The player's best days are clearly behind him, although he remains formidable, but few other defenders are making compelling cases to replace him at the heart of England's defence.
He must weigh up whether Terry's presence in the squad, with the FA effectively having sacked his captain, could be a catalyst for further disunity.
Terry may feel he has been the victim of injustice after losing the job on the basis of claims before the court case, while Capello must ensure in his own mind that he is confident Terry will not be a maligned presence around the squad if he does go to Poland and Ukraine.
Capello, despite some unfounded suspicions, still cares deeply about leaving a final mark and a legacy of substance on England as he moves towards the end of his time in charge. His potential reaction will also have been a major factor in the FA's discussions regarding Terry.

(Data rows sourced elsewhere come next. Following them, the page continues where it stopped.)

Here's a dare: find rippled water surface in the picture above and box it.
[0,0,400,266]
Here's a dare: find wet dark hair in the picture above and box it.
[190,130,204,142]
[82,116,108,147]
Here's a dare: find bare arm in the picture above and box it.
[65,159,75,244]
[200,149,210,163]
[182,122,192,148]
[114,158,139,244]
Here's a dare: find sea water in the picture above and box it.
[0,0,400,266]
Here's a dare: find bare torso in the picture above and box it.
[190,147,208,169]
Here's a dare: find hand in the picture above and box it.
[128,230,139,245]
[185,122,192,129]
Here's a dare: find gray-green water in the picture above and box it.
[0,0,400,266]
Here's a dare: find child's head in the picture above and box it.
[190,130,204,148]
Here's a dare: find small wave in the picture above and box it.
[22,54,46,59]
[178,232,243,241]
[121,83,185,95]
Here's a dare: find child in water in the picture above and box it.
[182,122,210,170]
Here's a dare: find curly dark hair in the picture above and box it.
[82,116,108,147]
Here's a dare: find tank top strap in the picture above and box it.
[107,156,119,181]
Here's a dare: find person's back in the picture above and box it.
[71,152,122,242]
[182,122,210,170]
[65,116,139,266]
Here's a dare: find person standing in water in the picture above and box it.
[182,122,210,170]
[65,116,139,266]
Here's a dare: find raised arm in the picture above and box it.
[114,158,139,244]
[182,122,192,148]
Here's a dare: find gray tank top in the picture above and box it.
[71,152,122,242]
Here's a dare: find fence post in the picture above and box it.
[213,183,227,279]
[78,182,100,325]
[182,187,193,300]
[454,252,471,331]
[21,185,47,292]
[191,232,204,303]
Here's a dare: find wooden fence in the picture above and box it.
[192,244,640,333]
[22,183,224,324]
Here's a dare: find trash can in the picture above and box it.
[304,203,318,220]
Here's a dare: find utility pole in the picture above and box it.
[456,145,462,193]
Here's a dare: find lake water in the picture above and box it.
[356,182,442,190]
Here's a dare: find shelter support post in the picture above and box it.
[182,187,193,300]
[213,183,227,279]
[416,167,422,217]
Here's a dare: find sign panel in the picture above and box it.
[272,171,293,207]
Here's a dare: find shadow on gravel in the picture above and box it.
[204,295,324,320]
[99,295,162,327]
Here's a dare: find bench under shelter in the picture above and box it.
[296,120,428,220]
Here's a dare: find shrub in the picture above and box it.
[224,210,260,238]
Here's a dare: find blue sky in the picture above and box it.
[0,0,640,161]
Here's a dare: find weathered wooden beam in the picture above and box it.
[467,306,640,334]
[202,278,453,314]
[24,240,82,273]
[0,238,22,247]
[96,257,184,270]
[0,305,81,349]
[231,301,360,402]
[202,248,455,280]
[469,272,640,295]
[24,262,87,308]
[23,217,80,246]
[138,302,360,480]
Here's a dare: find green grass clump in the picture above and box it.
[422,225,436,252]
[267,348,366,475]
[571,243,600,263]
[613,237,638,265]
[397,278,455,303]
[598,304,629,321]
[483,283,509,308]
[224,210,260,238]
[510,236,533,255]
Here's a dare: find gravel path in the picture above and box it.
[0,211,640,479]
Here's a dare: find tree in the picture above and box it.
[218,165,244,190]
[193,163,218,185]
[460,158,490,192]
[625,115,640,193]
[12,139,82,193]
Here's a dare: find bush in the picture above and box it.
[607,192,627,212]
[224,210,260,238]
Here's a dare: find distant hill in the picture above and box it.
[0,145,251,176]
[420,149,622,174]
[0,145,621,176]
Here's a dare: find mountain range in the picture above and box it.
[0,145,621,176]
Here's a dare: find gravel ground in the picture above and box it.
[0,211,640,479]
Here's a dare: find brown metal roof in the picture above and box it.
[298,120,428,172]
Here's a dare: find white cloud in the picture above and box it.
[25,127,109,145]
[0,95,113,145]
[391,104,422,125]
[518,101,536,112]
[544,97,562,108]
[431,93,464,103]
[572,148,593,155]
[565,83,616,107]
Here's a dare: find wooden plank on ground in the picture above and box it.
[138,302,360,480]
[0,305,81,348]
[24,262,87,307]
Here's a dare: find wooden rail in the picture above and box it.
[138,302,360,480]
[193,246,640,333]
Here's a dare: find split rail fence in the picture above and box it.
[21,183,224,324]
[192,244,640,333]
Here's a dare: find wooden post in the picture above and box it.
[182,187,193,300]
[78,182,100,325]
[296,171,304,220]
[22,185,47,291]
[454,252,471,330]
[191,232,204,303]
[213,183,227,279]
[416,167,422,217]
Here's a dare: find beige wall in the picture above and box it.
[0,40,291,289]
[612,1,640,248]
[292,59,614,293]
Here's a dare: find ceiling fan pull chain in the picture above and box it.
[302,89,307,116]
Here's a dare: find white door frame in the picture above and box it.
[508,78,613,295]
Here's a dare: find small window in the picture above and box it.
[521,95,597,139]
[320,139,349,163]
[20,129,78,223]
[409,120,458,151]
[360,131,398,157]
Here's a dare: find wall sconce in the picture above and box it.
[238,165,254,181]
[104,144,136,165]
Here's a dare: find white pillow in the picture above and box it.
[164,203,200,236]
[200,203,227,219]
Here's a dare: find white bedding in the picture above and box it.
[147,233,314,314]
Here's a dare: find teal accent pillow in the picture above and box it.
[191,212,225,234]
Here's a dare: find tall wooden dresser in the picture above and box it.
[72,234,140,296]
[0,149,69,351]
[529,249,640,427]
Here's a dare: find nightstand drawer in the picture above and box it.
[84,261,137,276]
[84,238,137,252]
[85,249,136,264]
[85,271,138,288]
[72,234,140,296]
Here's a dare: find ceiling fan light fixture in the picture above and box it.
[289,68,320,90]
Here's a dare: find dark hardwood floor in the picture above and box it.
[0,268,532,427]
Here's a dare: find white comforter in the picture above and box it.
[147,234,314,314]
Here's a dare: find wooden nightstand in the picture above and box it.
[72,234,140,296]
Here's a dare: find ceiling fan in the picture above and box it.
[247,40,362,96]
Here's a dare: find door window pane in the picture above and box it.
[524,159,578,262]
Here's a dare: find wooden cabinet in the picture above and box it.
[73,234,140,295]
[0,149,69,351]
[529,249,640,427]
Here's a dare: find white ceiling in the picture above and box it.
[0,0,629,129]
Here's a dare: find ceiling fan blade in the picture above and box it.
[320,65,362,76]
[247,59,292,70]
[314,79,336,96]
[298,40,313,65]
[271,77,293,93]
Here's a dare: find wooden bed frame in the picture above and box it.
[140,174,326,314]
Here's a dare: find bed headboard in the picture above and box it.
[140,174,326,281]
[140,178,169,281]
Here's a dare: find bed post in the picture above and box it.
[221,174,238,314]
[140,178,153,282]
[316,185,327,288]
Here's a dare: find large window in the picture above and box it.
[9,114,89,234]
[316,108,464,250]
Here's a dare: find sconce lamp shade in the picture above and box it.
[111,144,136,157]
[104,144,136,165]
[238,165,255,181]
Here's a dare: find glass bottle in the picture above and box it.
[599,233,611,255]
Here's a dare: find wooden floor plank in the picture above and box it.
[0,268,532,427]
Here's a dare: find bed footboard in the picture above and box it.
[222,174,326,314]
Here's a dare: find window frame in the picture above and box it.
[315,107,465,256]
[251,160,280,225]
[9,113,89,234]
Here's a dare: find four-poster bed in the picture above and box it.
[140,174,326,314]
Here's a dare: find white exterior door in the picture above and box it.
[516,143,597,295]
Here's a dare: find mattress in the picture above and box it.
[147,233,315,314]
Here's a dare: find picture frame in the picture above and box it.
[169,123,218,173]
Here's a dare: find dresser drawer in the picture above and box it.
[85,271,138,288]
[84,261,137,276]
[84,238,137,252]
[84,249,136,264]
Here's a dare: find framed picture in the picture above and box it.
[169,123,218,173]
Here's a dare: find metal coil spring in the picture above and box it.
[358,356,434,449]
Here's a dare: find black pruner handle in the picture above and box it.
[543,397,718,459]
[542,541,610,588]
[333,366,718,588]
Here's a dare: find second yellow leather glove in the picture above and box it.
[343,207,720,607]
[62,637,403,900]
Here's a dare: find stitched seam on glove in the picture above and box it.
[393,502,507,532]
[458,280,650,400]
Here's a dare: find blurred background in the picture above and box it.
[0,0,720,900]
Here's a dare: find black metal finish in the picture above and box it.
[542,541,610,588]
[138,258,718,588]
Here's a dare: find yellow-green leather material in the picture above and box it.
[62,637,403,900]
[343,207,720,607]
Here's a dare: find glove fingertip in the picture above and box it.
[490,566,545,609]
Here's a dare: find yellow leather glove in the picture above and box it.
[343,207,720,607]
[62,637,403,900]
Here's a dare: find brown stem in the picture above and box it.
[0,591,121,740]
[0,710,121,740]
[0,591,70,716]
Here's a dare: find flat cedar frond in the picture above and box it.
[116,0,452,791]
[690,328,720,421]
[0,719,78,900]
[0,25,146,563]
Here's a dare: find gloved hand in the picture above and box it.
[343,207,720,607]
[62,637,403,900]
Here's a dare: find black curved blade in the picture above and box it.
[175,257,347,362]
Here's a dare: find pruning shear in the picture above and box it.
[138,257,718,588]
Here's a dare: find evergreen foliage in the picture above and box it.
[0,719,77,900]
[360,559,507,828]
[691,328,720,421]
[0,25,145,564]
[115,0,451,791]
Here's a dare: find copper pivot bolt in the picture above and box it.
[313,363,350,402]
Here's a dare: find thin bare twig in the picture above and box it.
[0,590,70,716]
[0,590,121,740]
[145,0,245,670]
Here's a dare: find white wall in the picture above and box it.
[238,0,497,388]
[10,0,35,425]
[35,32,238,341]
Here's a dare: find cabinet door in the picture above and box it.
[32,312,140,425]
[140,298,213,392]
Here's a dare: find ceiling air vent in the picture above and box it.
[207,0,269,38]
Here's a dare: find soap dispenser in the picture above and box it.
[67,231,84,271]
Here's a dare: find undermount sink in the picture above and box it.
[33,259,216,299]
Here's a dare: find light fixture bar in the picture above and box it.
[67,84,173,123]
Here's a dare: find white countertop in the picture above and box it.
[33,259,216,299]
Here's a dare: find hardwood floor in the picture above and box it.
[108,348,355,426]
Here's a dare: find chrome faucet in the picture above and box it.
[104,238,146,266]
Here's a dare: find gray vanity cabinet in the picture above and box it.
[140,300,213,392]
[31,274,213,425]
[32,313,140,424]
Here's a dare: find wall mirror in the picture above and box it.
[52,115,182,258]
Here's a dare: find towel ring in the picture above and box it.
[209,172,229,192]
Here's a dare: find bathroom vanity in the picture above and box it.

His reaction will also have been a major factor in the FA's discussions, but in the end it is clear it found the prospect of Terry continuing as captain unpalatable given the potential ramifications for squad unity and the possibility of the issue overshadowing football business.
The FA will feel it has moved to clear away a cloud that could have been the England squad's constant companion up to and including Euro 2012. Terry's presence as captain will have ensured constant questioning about the very obvious sub-plot to this tournament - but it will not go away if he is still a member of the squad.
Of a more operational concern to Capello will be who should replace Terry.
Capello can hardly turn back to Ferdinand, particularly now the Manchester United defender has ruled himself out of the running for the role.
His form and fitness has been highly suspect in recent times. There is no guarantee he will be a contender for England's squad in the summer. He also has an indirect link to Terry's court case, via his brother Anton.
The notion of Wayne Rooney as England captain has always been rather fanciful, as proved by his red card in the final qualifier against Montenegro in Podgorica. This rules him out as any role as captain at Euro 2012 would be of the non-playing variety as a result of his two-game suspension.
Capello's obvious fall-back option is Liverpool's Steven Gerrard, who captained England with distinction in the early stages of their Euro 2012 qualifying campaign when they beat Bulgaria convincingly at Wembley and won in Switzerland.
Gerrard wore scars after leading England through the debacle that was their World Cup in South Africa in 2010, but in reality he was one of the few players to emerge with credit and his captaincy was hardly the cause of that campaign's downfall.
He is, however, only in the early stages of a return after nine months of injury problems and a return to full match fitness will be his top priority. Many felt Gerrard was unlucky to lose the captaincy after his stint at the start of last season and will be regarded in plenty of quarters as Terry's obvious successor.
For a player of such dynamism, Capello had reservations about what he initially saw as his timid personality - but he appeared to clear his mind of those doubts after he took the armband again.
The FA will feel it has removed the possibility of what Reading striker Jason Roberts described as potentially a "toxic" dressing room at Euro 2012.
At the same, though, it may have passed Capello a poisoned chalice with which to toast his preparations for Euro 2012.